### **Web Scraping Stock-Specific Financial News from Yahoo Finance**


### SECTION 01
**Choosing the Real Finance data source**
1. I have chosen **Yahoo Finance**
2. Chosen stock-specific news page
3. Verified it's public, structured,finance-relevant

### Section 2
**Web Scraping Implementation**

In [1]:
import requests
from bs4 import BeautifulSoup
import pandas as pd

### 2.1
Here I used the **requests.session()**, beacuse the normal responses was not able to fetch the data from the Yahoo finance as the website did a **"Bot detection"**
so using the **requests.session()**.*So I make my request look like a real chrome browser*.

In [2]:
url = "https://finance.yahoo.com/quote/RELIANCE.NS/news"

headers = {
    "User-Agent": "Mozilla/5.0 (Windows NT 10.0; Win64; x64) AppleWebKit/537.36 "
                  "(KHTML, like Gecko) Chrome/120.0.0.0 Safari/537.36",
    "Accept": "text/html,application/xhtml+xml,application/xml;q=0.9,image/webp,*/*;q=0.8",
    "Accept-Language": "en-US,en;q=0.9",
    "Referer": "https://finance.yahoo.com/",
    "Connection": "keep-alive"
}


session = requests.Session()
response = session.get(url, headers = headers, allow_redirects = True)
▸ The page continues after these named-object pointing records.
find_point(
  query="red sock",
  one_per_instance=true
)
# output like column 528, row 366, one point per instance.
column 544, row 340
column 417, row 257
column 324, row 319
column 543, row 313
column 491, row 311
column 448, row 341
print(response.status_code)
print(response.text[:500])

200
<!doctype html>
<html lang="en-US" theme="auto" data-color-theme-enabled="true" data-color-scheme="auto" class="desktop neo-green dock-upscale">
    <head>
        <meta charset="utf-8" />
        <meta name="oath:guce:consent-host" content="guce.yahoo.com" />
        <link rel="preconnect" href="//s.yimg.com" crossorigin="anonymous"><link rel="preconnect" href="//geo.yahoo.com"/><link rel="preconnect" href="//query1.finance.yahoo.com"/><link rel="preconnect" href="//consent.cmp.oath.com"/><link


### 2.2
**"BeautifulSoup(response.text, "html.parser")"** this code took the raw HTML string and Built a DOM-like tree

and **"soup"** beahve like:  a document that I can query

In [3]:
soup = BeautifulSoup(response.text, "html.parser")

type(soup)

bs4.BeautifulSoup

### 2.3

**find_all("a", class_="subtle-link")**

Scanned the entire HTML tree

Returned only <a> tags that match Yahoo’s news links

Stored them in news_links (a Python list)

In [4]:
news_link = soup.find_all("a", class_="subtle-link")

len(news_link)

76

In [5]:
news_link[1]

<a aria-label="India's Reliance to buy up to 150,000 bpd of Russian oil from February" class="subtle-link fin-size-small titles noUnderline yf-119g04z" data-ylk="elm:hdln;elmt:link;itc:0;ct:story;slk:India's%20Reliance%20to%20buy%20up%20to%20150%2C000%20bpd%20of%20Russian%20oil%20from%20February;sec:unspecified-block;subsec:all;cpos:1;g:01e6b459-7685-3b32-ab50-5e81ef527978" href="https://finance.yahoo.com/news/indias-reliance-buy-150-000-123912146.html" title="India's Reliance to buy up to 150,000 bpd of Russian oil from February"><h3 class="clamp yf-1u32w3i">India's Reliance to buy up to 150,000 bpd of Russian oil from February</h3> </a>

### 2.4
Now we will extract the data from the **news_link**
and we extracted the headline and the URL of the news_article

In [6]:
sample = news_link[1]

headline = sample.find("h3").get_text(strip=True)
article_url = sample.get("href")

headline, article_url


("India's Reliance to buy up to 150,000 bpd of Russian oil from February",
 'https://finance.yahoo.com/news/indias-reliance-buy-150-000-123912146.html')

### 2.5

here I extracted the ***time*** the article was published.


In [7]:
sample = news_link[3]

headline = sample.find("h3").get_text(strip=True)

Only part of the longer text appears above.